We have to take note of the extremes that do appear for wait times, though. It seems likely that the database is subject to intermittent bursts of interference from other activity on the same machine. Given the relatively small amount of work reported in the traec file, the extreme peaks of in the disk times suggest problems due to sharing a disk cabinet, and the peak in the latch wait time suggest intermittent CPU starvation exaggerating the effect of sleeps.
So is there a network problem ?
The summary can’t tell you; in fact the entire trace file couldn’t really tell you. But there is a tiny hint that there might be a network-related problem on the server side in the “SQL*Net more data to client” waits. We are trying to throw several data packets at the network adapter in response to a single fetch call, and there is a tiny lag. This might mean a problem with the adapter being overloaded – but it might simply be a problem of CPU starvation.
Given the way this application is probably doing something that is intermittently CPU aggressive, I’d guess on the latter at this point – but we have to remember that the machine is shared with other applications that may be doing much nastier things to the CPU and network.
We might decide that the client has an issue that needs to be addressed – the number of statements executed per transaction is a little high, and that might lead to a lot of CPU time ‘disappearing’ inside the client, but might could make the client seem very slow if the network really is busy – or the clients are at the opposite ends of the earth to the server.
This trace file summary really isn’t worth more than a ten minute inspection – despite the fact that I’ve just spent two hours typing up the things that crossed my mind in that ten minutes – since there is so much information we don’t have.
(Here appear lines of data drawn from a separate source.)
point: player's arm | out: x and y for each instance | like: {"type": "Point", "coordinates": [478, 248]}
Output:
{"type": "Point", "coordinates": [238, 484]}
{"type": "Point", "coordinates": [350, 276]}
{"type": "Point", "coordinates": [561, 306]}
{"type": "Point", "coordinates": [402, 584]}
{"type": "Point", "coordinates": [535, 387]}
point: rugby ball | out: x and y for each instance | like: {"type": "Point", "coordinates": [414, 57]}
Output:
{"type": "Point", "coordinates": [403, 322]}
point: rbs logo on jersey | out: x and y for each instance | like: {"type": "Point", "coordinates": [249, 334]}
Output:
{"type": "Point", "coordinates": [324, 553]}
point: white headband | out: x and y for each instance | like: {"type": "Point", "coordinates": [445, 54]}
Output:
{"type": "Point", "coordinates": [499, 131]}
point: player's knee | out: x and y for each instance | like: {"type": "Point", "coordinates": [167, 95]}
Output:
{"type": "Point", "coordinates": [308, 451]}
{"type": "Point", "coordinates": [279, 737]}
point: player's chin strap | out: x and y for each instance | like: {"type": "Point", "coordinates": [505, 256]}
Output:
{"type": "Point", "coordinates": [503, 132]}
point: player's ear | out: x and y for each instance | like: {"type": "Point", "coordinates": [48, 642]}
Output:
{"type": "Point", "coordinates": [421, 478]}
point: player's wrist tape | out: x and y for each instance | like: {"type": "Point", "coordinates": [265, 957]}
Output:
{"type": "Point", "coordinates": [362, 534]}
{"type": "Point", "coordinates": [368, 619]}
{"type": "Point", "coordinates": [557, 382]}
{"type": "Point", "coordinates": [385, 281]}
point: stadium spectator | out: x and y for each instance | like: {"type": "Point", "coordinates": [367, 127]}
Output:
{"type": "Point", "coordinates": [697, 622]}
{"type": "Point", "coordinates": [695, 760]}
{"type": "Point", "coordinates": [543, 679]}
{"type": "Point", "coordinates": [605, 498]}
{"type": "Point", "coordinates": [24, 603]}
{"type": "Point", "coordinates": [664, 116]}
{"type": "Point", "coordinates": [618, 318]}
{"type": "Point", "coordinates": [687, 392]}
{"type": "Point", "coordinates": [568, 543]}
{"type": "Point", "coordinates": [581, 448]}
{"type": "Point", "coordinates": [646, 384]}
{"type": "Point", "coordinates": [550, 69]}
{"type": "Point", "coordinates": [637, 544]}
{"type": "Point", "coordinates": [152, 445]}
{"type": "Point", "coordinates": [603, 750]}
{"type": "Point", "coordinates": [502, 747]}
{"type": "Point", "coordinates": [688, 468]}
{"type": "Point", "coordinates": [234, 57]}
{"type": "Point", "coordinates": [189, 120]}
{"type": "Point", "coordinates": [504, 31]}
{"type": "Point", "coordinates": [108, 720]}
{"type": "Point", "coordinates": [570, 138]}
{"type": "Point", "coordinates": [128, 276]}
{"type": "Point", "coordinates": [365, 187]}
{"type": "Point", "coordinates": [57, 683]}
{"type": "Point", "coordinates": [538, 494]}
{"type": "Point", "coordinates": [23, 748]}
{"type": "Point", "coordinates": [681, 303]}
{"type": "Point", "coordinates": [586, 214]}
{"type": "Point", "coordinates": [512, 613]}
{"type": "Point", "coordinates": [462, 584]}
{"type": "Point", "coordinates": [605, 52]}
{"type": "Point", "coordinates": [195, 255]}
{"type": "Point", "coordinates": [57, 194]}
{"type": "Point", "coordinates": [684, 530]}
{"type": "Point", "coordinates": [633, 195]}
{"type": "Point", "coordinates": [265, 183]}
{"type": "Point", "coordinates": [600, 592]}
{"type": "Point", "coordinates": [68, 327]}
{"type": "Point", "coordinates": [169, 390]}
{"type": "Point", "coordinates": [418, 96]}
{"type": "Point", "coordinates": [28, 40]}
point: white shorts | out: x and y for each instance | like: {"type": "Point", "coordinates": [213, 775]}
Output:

I’ve only used it as a demonstration of the types of things you have to think of when presented with the initial information.
Bear in mind that we don’t know how many sessions have been collapsed into this trace file; and we don’t know if that was all the sessions active for the hour reported; moreover we don’t know if there were other sessions (i.e. not Powercenter) running against the same instance.
I also don’t know if Powercenter is client/server, or three-tier – and my comments are based on it being client/server. If it’s actually three tier, then the problem may lie somewhere between the application server and the ultimate end-user and the timing of incoming requests may be based on something that is completely invisible to Oracle.
Finally, remember the first words in the original posters question: “Some users complain…”; possibly some users target much more data and cause many more round-trips in the application code than others. All we have is a summary – we’ve lost sight of the extreme cases; and we don’t even have a quantitive statement of the problem. Are the users complaining about a five second response time, or a five minute response time, and what would be a “reasonable” response time.
Summaries like this are good for generating a few ideas very quickly – but once the ideas are in, don’t jump to conclusions; look for supporting evidence.